Michele Alboreto in primo piano

ARCHIVI DI GUERRA: MICHELE ALBORETO
di Alfredo Parga*
Buenos Aires (AR), 31 Dic 1997

Il tempo sembra permettere al personaggio - chiunque egli sia - di dire le cose che prima non raccontava. È possibile che la prossimità all’evento di solito impedisca alle persone di parlare delle cose come dovrebbero. Alboreto ricostruisce il suo passato, senza peli sulla lingua.

"Quando lasciai la Ferrari alla fine del 1988, accettai di guidare per Tyrrell senza interessarmi così tanto dei soldi. Era la prima macchina con il monoammortizzatore e molti altri piloti si erano rifiutati di guidarla. Dopo tre gare, sono riuscito a salire sul podio in Messico.

"Ero pienamente consapevole di aver usato lo stesso motore per qualifiche e gara. Il ringraziamento consisteva in un bel calcio nel c***, perché dal GP di Francia sono stato sostituito nella squadra con Jean Alesi. Sono andato alla Footwork, dove ho trascorso tre anni, guidando tutto, motore Ford, motore Porsche - che è stato un disastro -, il Mugen...
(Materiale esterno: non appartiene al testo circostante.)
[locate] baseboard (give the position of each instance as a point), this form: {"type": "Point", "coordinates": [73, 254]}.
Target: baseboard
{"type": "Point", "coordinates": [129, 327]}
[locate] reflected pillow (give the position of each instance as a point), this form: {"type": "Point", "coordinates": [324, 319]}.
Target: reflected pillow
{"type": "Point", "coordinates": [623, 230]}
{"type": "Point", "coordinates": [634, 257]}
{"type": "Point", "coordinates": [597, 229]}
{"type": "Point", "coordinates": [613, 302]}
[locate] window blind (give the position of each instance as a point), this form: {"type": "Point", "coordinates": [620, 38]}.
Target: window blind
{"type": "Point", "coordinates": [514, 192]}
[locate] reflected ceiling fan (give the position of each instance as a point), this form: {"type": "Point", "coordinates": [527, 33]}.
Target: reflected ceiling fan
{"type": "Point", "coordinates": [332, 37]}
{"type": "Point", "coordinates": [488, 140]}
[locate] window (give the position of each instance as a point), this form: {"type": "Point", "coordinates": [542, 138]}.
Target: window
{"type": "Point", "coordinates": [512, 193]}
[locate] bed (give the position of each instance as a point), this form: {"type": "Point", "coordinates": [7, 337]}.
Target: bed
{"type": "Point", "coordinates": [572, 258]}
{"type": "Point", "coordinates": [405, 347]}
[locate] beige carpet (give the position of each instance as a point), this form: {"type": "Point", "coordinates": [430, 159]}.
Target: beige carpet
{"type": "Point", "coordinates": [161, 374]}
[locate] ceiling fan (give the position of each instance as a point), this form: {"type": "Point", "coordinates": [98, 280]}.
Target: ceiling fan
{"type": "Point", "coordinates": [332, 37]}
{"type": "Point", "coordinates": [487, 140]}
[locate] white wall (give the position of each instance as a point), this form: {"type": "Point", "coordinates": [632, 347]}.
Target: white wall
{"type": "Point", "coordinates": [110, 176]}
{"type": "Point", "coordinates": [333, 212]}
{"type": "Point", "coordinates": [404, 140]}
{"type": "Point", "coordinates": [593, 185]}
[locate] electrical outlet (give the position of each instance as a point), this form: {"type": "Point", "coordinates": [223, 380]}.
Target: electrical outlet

"Ho fatto uno sforzo per fare le cose nel modo migliore, come se guidassi per la prima volta in F1; ho preso grandi rischi quell'anno, ma mi sentivo soddisfatto e, dopo tutto, mi ha fatto molto piacere finire 14 dei 16 GP dell'anno. Tuttavia, quando la stagione finì, nella mia squadra sembra che tutti abbiano iniziato a soffrire di amnesia perché nessuno si ricordava di quello che avevo fatto.

"L'unico riconoscimento che ho avuto è stato dal giornalismo, la rivista Autosprint mi ha dato un premio. É stato in quel momento in cui la mia visione della categoria è cambiata.

"Mi sentivo spremuto come un limone, usato costatemente. Prima ho pensato di fare qualcosa con alcuni amici, c'era un lavoro con la Scuderia Italia. Un altro, successivamente, con la Minardi.

"So che molte persone hanno pensato nel dicembre 1994 che ero un pilota logoro, ma per me non era questo il problema. Quelle critiche non mi facevano male, e ho iniziato a guidare vetture Turismo. All'inizio avevo qualcosa come un problema di identità e mi sono criticato per questo, fino a quando un bel giorno ho fatto dei test insieme a Nannini ed a Francia. I tempi erano gli stessi e ho riacquistato la fiducia. Fino alla fine della stagione, ho utilizzato la macchina sperimentale di Alfa che nessuno voleva guidare.

"Oggi sono ispirato dall'esempio di Emerson Fittipaldi, un grande esempio di umiltà e volontà. Nella sua ultima stagione di F1 ricordo che è stato trattato come un fantasma Nel Brasile si manteneva in forma guidando i go-kart.

"In America ha avuto la facoltà di ripartire da zero, iniziando dal basso e motivando se stesso, costruendo la sua nuova carriera. Oggi, a 50 anni, Emerson è un uomo felice. Spero di avere la sua fortuna e il suo talento, per arrivare a fare lo stesso un giorno".